Il Castello di San Giorgio a Siviglia ha aperto le porte al pubblico il mese scorso. L’edificio, che fu un quartier generale dell’Inquisizione nella città dal XV al XVIII secolo, è ora a tutti gli effetti un museo sugli orrori che si perpetrarono tra le sue mura.
Il nome esatto del percorso di visita della parte del castello aperta è: “Uno spazio di riflessione: il Castello di San Giorgio“. Una sala offre ai visitatori un video che mostra loro cosa significasse essere vittima di un processo dell’Inquisizione, e soffrire in prima persona l’abuso di potere. Il percorso guidato conduce poi lungo un corridoio e mostra i resti delle mura dove i prigionieri gridavano in agonia durante le sessioni di tortura.
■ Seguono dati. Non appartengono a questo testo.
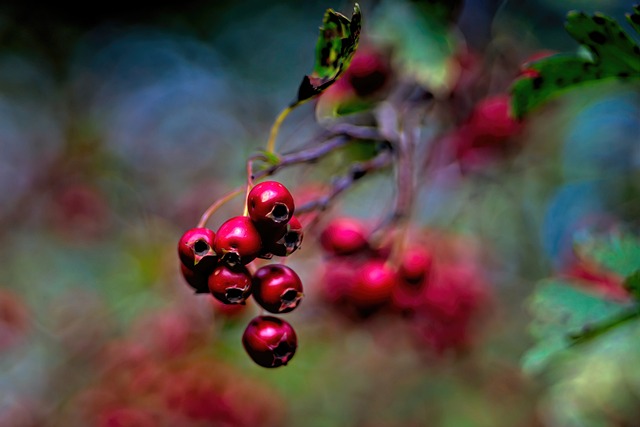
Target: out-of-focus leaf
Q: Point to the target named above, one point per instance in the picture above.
(619, 253)
(335, 47)
(421, 40)
(562, 312)
(632, 284)
(610, 54)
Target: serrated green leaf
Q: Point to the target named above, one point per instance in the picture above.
(561, 312)
(335, 47)
(612, 54)
(619, 253)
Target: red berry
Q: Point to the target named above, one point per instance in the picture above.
(277, 288)
(237, 241)
(344, 236)
(197, 280)
(373, 287)
(269, 341)
(270, 204)
(368, 72)
(195, 249)
(287, 242)
(415, 264)
(230, 285)
(491, 118)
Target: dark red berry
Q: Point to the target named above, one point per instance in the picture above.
(195, 249)
(373, 286)
(270, 204)
(344, 236)
(269, 341)
(198, 281)
(368, 72)
(230, 285)
(288, 242)
(277, 288)
(237, 241)
(415, 264)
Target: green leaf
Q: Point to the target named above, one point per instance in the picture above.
(561, 313)
(617, 252)
(632, 284)
(335, 47)
(422, 41)
(609, 54)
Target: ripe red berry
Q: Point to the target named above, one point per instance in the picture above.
(269, 341)
(277, 288)
(230, 285)
(237, 241)
(270, 204)
(344, 236)
(195, 279)
(368, 72)
(195, 249)
(287, 242)
(415, 264)
(374, 285)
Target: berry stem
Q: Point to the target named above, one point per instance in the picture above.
(275, 128)
(217, 204)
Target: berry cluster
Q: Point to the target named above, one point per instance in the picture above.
(441, 297)
(217, 263)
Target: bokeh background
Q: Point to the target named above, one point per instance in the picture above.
(121, 122)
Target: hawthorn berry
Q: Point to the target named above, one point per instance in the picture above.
(197, 280)
(344, 236)
(270, 341)
(277, 288)
(289, 240)
(368, 72)
(230, 285)
(195, 249)
(237, 241)
(270, 204)
(373, 287)
(415, 264)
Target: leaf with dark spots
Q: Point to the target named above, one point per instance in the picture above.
(612, 54)
(335, 47)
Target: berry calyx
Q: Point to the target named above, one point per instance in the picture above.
(237, 241)
(197, 280)
(270, 204)
(277, 288)
(289, 242)
(269, 341)
(230, 285)
(344, 236)
(195, 249)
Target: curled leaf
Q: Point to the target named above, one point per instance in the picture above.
(335, 47)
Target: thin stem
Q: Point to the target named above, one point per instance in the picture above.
(340, 184)
(592, 331)
(250, 179)
(217, 204)
(275, 128)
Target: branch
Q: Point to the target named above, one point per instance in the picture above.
(329, 141)
(342, 183)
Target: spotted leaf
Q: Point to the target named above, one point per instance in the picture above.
(610, 53)
(335, 47)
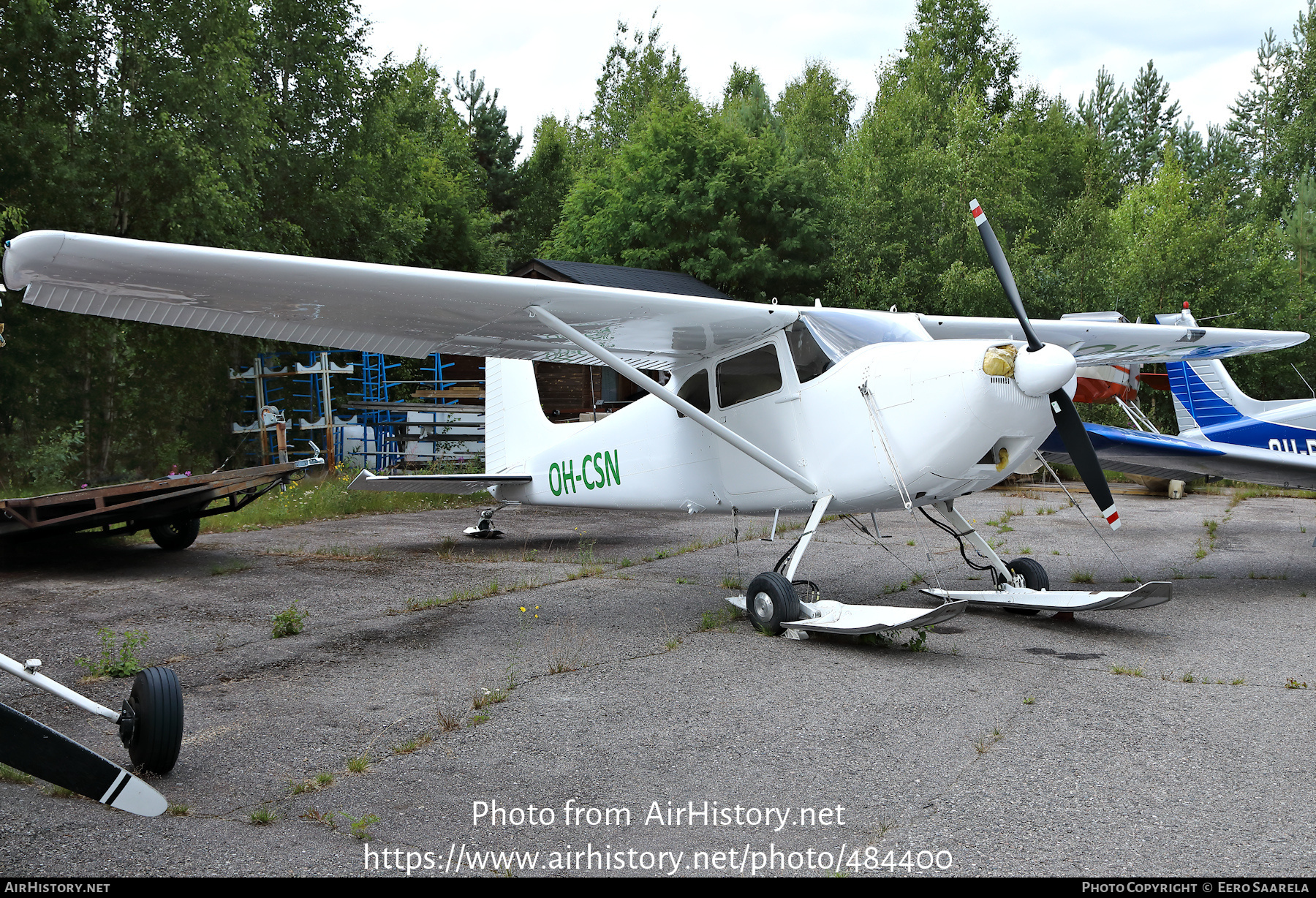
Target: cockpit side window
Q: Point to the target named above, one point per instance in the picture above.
(809, 358)
(695, 391)
(753, 374)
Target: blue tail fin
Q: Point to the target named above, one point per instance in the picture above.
(1203, 394)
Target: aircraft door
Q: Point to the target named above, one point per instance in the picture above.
(752, 399)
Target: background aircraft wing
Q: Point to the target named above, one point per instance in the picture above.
(442, 483)
(1110, 343)
(1157, 455)
(368, 307)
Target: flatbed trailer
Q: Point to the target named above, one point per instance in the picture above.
(170, 508)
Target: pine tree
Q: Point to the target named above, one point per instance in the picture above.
(1151, 121)
(494, 148)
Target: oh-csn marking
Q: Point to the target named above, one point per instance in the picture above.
(597, 472)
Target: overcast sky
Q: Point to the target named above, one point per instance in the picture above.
(544, 59)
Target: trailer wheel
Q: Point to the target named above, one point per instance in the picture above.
(175, 535)
(770, 600)
(156, 733)
(1035, 578)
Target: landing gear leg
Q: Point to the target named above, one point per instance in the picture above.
(1023, 573)
(964, 529)
(770, 600)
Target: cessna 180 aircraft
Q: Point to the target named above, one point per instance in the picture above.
(769, 407)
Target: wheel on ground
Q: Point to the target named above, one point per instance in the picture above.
(178, 534)
(1035, 578)
(771, 600)
(156, 731)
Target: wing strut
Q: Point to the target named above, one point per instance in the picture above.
(645, 382)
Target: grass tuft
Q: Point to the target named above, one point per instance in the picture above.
(421, 740)
(719, 618)
(116, 660)
(289, 622)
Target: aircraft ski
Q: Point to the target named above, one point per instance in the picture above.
(32, 747)
(1011, 597)
(829, 616)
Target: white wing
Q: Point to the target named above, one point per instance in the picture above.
(1110, 343)
(379, 309)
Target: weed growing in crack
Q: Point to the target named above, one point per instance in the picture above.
(289, 622)
(116, 660)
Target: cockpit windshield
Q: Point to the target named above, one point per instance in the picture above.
(842, 331)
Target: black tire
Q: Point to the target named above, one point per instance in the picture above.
(771, 600)
(157, 730)
(175, 535)
(1035, 578)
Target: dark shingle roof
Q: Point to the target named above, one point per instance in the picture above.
(619, 276)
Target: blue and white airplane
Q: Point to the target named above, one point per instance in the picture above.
(1223, 431)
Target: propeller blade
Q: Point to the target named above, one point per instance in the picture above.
(1084, 456)
(1007, 279)
(1067, 422)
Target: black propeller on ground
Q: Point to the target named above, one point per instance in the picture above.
(1067, 422)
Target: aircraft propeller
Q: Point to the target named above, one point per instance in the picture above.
(1067, 422)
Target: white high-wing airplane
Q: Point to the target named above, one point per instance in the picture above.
(773, 407)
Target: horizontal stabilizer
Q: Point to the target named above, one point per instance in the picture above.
(442, 483)
(1144, 597)
(858, 619)
(32, 747)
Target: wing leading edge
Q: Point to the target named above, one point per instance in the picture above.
(370, 307)
(1157, 455)
(1118, 343)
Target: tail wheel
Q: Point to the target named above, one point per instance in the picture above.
(1035, 578)
(153, 731)
(770, 602)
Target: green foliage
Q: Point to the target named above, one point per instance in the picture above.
(289, 622)
(815, 111)
(118, 653)
(638, 75)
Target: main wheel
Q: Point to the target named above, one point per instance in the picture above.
(770, 600)
(156, 733)
(1035, 578)
(178, 534)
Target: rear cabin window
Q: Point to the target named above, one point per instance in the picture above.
(809, 358)
(695, 391)
(749, 376)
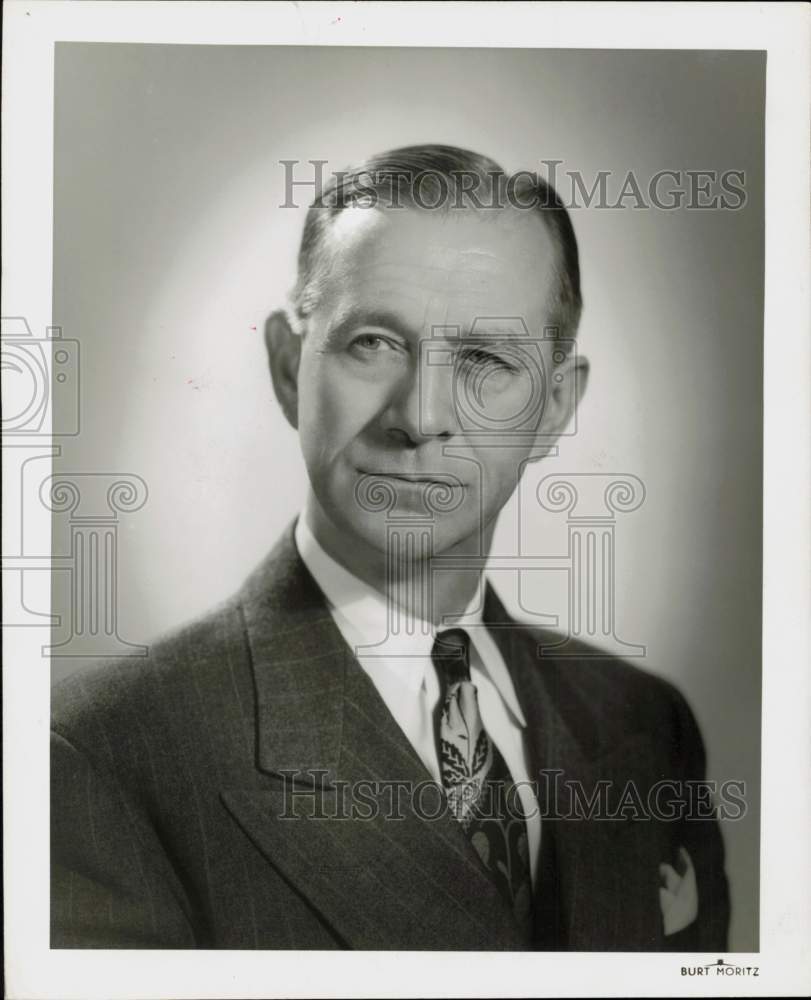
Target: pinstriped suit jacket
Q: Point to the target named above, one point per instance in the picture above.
(172, 827)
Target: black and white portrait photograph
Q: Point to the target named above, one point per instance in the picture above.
(388, 440)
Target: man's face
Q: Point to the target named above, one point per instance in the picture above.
(415, 375)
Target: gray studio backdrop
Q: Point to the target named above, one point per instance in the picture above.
(170, 248)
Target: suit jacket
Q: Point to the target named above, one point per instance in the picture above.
(174, 826)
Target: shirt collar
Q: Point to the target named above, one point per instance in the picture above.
(362, 615)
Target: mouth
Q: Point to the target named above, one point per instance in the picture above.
(418, 479)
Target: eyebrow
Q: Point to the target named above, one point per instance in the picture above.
(376, 317)
(389, 320)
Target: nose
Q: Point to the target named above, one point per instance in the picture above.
(423, 408)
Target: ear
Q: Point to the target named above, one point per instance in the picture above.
(283, 345)
(566, 386)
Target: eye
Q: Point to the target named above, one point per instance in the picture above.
(370, 342)
(366, 346)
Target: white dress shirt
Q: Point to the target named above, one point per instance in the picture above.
(407, 682)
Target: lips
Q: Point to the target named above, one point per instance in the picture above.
(450, 482)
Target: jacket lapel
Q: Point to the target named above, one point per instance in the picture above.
(585, 896)
(348, 813)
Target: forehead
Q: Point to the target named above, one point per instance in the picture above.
(439, 267)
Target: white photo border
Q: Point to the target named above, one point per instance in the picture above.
(784, 961)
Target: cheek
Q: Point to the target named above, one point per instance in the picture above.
(500, 472)
(333, 409)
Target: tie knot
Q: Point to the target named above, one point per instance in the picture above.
(451, 656)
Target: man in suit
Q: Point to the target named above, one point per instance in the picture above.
(361, 749)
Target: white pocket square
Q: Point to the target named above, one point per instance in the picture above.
(678, 898)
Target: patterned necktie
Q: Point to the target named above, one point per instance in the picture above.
(476, 779)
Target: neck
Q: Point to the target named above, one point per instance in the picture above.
(404, 582)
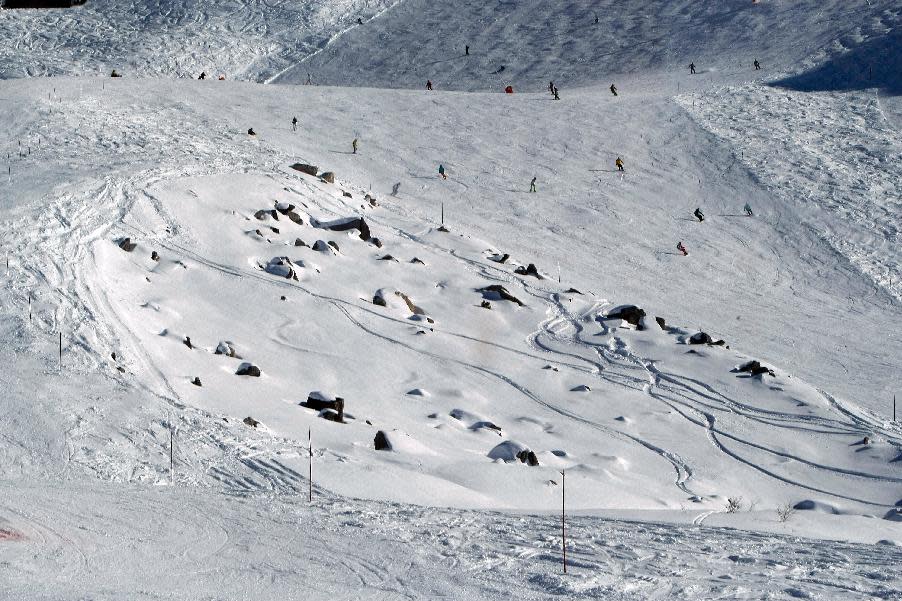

Pannelli informativi descrivono la vita quotidiana nelle varie parti del castello: le scuderie, gli uffici legali, le cucine, le cantine e la casa dell’Inquisitore capo.
Una sezione ricorda i molti che soffrirono nell’edificio, tra cui molti protestanti, come Casiodoro de Reina, Constantino Ponce de la Fuente e Maria de Bohorques. Quest’ultima è descritta come “appartenente al gruppo protestante di Ponce de León, figlio del conte di Bailén, che fu accusato di aver ricevuto letteratura protestante da un mulattiere di nome Julián Hernández“. Era una donna colta che cercò di far passare le proprie idee come cattoliche, ma prima dell’esecuzione due gesuiti e due domenicani cercarono di “salvarle l’anima“. Se ne andarono impressionati dalla sua saggezza e da come difese la propria fede, ma questo non fu sufficiente a salvarle la vita. Fu bollata come “luterana” e il suo corpo fu in seguito bruciato.
Casiodoro de Reina, che viene ricordato con particolare ammirazione dagli evangelici per il suo lavoro di traduzione della Bibbia in spagnolo, è descritto come “un insegnante evangelico che studiò nel monastero geronimita di San Isidoro del Campo“. Era uno di quelli che riuscirono a scappare in esilio a Ginevra, e insieme a uomini come Cipriano de Valera e Antonio del Corro, divenne uno dei personaggi di spicco nella Riforma. L’Inquisizione si dovette accontentare di bruciare una sua effigie in un “processo” del 1562.
Un altro dei protestanti di cui si fa menzione è Constantino Ponce de la Fuente, “canonico in Siviglia per ordine del Vaticano“. Nel 1558 fu accusato dall’Inquisizione di essere un luterano. Avevano già in precedenza bruciato i suoi libri in pubblico, diffamato la sua persona e l’avevano confinato nel Castello di Triana, dove morì prima di essere processato.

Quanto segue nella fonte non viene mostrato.